Moviegeek Sunday Classic #66, week 37 2015
Private detective Jake Gittes (Jack Nicholson) is hired to expose a cheating husband but instead finds himself caught up in a web of deceit, corruption, and murder. Unable to keep his mouth shut, Gittes constantly finds himself in trouble while it becomes more and more unclear who he can trust, who killed whom or even who hired him.
Rosemary’s Baby (1968) may be Polanski’s best known work but it is easy to argue that Chinatown is his masterpiece. With a slowburning story building up to a tense ending, flawless performances from a stellar cast, a brilliant soundtrack, and beautifully shot, it is difficult to find a single false note in the Polish director’s film noir. Allegedly inspired by the California Water Wars, Chinatown wraps its story around the water that so often appears in Polanski’s movies; but it doesn’t really matter what the crime is, the main focus of the movie is cleverly held on the characters, mainly the main character Gittes.

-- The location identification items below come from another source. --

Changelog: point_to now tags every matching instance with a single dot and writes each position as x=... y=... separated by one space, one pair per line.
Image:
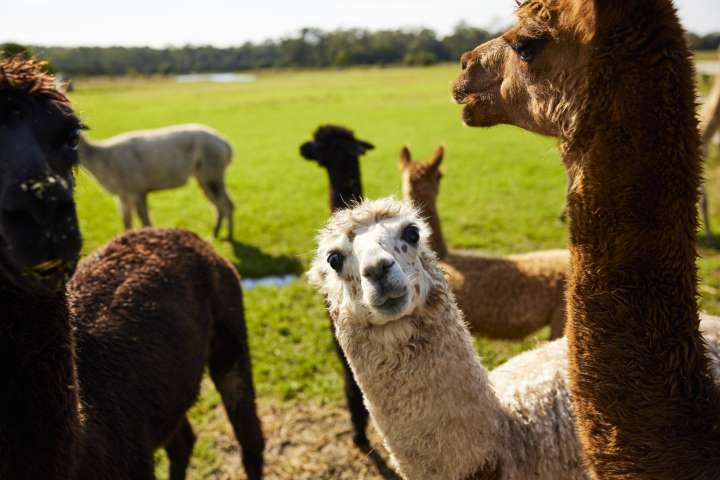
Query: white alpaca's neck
x=428 y=394
x=90 y=155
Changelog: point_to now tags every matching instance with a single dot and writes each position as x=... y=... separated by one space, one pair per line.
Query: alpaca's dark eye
x=411 y=234
x=528 y=48
x=336 y=260
x=73 y=141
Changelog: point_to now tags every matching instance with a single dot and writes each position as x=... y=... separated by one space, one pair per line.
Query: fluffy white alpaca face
x=370 y=268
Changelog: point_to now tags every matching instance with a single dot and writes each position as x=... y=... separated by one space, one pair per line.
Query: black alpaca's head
x=337 y=150
x=39 y=235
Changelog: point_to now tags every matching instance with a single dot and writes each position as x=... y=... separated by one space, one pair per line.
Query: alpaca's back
x=146 y=308
x=148 y=160
x=509 y=297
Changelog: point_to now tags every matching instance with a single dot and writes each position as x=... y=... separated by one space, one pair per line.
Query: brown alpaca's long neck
x=428 y=209
x=39 y=404
x=437 y=239
x=645 y=402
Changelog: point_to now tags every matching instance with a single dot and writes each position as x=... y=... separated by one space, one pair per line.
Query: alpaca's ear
x=356 y=147
x=308 y=151
x=437 y=157
x=405 y=158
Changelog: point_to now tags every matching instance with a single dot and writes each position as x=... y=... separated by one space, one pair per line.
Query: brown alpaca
x=91 y=394
x=40 y=408
x=613 y=79
x=506 y=298
x=161 y=302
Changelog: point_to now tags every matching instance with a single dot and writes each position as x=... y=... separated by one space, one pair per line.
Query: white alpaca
x=442 y=416
x=135 y=163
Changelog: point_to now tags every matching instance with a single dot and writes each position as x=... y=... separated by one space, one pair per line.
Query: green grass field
x=502 y=192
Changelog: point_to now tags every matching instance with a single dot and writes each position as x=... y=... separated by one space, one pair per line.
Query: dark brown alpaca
x=613 y=79
x=90 y=394
x=502 y=297
x=337 y=150
x=40 y=409
x=162 y=303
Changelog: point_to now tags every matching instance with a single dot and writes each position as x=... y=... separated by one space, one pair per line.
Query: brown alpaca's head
x=532 y=74
x=39 y=234
x=421 y=181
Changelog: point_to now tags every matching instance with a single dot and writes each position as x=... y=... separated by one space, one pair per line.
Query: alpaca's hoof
x=360 y=440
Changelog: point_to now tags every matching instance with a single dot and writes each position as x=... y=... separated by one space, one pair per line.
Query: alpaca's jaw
x=391 y=309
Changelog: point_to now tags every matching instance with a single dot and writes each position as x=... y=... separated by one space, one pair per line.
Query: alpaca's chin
x=389 y=310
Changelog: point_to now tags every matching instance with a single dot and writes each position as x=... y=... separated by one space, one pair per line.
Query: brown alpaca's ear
x=405 y=158
x=437 y=158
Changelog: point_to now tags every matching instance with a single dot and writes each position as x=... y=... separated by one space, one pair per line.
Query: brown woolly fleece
x=501 y=297
x=40 y=414
x=151 y=309
x=91 y=389
x=614 y=80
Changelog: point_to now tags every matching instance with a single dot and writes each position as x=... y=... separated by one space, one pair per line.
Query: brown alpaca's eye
x=336 y=260
x=528 y=48
x=411 y=234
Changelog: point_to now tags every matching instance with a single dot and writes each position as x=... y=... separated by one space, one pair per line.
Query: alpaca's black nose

His sharp tongue delivers fierce words that stand in strong contrast to his calm and collected attitude, leaving an impression of a man that has seen and survived enough to know how to play the game. Nicholson (The Shining, 1980) understandably recieved an Oscar nomination for his incredible performance and it is hard to imagine that the movie would be half as good with a different lead. He is supported by Dunaway (Bonnie and Clyde, 1967) who, like her male co-star, delivers one of the best performances of her career as the woman who either catches Gittes in her web or is caught with him. In the capeable hands of Polanski we are left guessing until an unpredictable end leaves you feeling emotionally raw. The score perfectly shifts between mellow and moody background music to tense tones demanding your attention and manipulating your emotion in the right direction without ever losing sense of its own style. From the brilliant camera work, making this a beautiful sight, to the perfect cast guided through this brilliant story with Polanski’s excellent direction, this has truly deserved to be called one of the best of its genre, just as it deserves a spot on any ‘best movies’ list.
NB. Trailer contains some spoilers.
As the movie is told from his perspective, Jack Nicholson’s character Jack Gittes is present in every single shot.
This is the last film Roman Polanski filmed in the States. Shortly after filming he fled the country to avoid prison after being convicted for the statutory rape of a 13-year old girl and hasn’t set foot in the country since.
The thug slicing Gittes nose is played by Roman Polanski. He and Jack Nicholson got so tired of explaining the rather complex way they managed the scene (by using a specially-constructed knife with a short hinge that would be safe as long as it was handled very carefully) that they began claiming Polanski really sliced Nicholson’s nose.